Vladimír Borovička

Personal information
- Full name: Vladimír Borovička
- Date of birth: 25 March 1954 (age 72)
- Place of birth: Děčín, Czechoslovakia
- Position: Goalkeeper

Senior career*
- Years: Team / Apps / (Gls)
- 1974–1976: Kovo Děčín
- 1976–1980: Bohemians Praha / 29 / (0)
- 1980: Dukla Banská Bystrica / 24 / (0)
- 1980–1986: Bohemians Praha / 73 / (0)
- 1986–1988: Austria Wien / 0 / (0)
- 1988–1992: Zwettl

International career
- 1984–1985: Czechoslovakia / 4 / (0)

Managerial career
- 1992–1994: Sparta Praha (coach)
- 1994: Sparta Praha (caretaker)
- 1994–1996: Sparta Praha (coach)
- 1996–2002: Bohemians Praha (coach)
- 2002: Bohemians Praha (caretaker)
- 2002: Bohemians Praha
- 2003–2006: Zenit St. Petersburg (assistant mgr.)
- 2006: Zenit St. Petersburg (caretaker)
- 2006–2012: Zenit St.

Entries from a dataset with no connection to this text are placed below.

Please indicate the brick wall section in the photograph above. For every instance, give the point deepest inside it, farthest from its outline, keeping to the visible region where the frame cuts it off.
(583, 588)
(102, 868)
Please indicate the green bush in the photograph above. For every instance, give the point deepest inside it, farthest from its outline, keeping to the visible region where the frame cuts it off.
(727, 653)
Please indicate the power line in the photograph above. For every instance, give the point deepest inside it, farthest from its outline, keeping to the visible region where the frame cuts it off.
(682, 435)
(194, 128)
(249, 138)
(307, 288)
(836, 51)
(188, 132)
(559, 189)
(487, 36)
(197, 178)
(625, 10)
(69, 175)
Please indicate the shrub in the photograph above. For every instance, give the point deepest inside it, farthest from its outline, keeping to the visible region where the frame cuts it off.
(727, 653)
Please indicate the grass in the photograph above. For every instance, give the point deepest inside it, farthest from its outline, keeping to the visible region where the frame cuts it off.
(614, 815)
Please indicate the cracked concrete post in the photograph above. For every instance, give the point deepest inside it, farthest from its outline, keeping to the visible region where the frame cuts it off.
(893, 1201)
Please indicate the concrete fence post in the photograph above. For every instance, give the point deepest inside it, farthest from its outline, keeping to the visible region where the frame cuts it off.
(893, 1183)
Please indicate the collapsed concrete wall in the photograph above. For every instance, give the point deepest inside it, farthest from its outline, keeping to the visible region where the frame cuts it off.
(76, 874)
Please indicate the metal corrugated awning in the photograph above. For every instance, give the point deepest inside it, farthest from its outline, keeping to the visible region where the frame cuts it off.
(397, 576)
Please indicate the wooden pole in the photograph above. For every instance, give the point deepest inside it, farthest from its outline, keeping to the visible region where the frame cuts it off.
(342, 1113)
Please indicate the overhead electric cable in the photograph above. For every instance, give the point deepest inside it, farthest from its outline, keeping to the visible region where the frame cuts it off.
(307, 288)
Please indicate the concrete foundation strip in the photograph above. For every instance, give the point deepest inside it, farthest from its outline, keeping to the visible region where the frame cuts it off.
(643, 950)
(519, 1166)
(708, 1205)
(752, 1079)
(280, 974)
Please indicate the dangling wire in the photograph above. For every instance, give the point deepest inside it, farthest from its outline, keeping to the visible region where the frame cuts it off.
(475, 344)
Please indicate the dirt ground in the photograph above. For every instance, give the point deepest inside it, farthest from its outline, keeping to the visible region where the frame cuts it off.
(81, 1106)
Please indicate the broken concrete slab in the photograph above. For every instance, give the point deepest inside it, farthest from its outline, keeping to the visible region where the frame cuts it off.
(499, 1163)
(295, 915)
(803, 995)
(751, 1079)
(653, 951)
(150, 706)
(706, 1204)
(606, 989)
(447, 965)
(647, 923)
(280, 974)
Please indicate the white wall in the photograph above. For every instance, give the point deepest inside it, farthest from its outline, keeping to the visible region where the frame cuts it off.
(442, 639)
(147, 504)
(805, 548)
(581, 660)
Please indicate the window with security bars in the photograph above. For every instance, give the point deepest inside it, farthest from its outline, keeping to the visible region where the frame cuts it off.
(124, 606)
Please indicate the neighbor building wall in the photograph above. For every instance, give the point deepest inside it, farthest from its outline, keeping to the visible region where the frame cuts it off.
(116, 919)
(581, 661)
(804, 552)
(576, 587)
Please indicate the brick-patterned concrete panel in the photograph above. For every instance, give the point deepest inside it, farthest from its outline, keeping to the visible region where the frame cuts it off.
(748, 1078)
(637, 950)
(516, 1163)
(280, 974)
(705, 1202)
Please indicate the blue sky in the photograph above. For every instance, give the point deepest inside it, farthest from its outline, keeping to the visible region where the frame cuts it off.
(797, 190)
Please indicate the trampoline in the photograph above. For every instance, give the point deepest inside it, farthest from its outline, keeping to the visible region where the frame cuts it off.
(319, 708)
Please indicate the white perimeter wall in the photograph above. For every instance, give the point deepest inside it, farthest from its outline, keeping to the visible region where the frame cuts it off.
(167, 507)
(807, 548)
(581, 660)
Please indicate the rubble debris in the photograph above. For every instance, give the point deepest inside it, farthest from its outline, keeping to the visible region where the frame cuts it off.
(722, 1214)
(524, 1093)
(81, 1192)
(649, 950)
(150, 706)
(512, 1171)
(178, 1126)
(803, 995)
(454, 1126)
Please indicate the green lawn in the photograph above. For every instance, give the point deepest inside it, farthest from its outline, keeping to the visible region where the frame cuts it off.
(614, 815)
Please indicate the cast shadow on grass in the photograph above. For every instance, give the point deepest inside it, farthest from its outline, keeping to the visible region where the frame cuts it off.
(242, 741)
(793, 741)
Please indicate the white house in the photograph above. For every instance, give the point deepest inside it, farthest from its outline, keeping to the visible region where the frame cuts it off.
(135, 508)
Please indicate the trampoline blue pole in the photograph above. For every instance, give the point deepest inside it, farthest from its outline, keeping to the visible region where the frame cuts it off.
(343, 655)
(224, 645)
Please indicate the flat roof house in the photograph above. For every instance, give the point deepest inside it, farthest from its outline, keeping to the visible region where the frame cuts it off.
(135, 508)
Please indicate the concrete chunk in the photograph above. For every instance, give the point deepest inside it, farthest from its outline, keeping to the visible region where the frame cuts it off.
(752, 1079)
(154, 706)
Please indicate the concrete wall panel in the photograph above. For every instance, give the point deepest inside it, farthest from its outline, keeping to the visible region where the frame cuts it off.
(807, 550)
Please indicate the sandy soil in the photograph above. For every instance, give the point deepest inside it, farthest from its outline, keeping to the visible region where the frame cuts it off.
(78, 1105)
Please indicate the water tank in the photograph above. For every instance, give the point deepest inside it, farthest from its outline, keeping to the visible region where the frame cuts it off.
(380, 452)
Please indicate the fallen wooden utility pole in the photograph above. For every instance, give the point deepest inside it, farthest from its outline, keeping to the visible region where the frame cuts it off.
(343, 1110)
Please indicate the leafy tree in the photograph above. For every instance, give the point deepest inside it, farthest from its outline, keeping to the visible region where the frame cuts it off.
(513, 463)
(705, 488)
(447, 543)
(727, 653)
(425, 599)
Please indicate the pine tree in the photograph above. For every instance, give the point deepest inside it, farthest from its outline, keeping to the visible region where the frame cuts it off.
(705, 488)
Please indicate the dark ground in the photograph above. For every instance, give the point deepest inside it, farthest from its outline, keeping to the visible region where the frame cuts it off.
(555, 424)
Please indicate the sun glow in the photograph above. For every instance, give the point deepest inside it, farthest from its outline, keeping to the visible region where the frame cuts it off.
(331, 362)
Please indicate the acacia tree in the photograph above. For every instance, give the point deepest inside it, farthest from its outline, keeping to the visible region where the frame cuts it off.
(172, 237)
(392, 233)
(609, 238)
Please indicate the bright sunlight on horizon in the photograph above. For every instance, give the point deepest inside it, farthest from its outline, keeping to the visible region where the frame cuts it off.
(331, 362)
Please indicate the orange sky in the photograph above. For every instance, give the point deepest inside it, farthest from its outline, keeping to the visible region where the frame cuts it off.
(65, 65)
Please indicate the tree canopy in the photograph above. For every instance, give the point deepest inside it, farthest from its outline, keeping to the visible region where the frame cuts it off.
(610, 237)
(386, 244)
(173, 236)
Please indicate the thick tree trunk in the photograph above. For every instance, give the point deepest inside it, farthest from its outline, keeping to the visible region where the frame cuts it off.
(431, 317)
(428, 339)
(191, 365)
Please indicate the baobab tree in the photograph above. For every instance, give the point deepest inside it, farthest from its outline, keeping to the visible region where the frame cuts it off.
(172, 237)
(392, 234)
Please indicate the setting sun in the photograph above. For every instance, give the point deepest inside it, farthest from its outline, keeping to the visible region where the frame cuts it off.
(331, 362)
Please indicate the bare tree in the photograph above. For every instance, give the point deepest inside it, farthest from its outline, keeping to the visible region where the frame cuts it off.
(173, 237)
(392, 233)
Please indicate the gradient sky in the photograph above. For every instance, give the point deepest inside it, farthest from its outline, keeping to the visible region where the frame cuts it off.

Petersburg (scout)

= Vladimír Borovička =

Czech footballer and coach

Vladimír Borovička (born 25 March 1954 in Děčín) is a former professional footballer and a Czech football coach.

==Playing career==
Borovička played as a goalkeeper. He played for Bohemians Prague and Dukla Banská Bystrica in the Czechoslovak league.

== Coaching career ==
Borovička worked as a Zenit St. Petersburg's caretaking manager in May 2006 after the departure of the fellow Czech Vlastimil Petržela. He since returned to his coaching duties.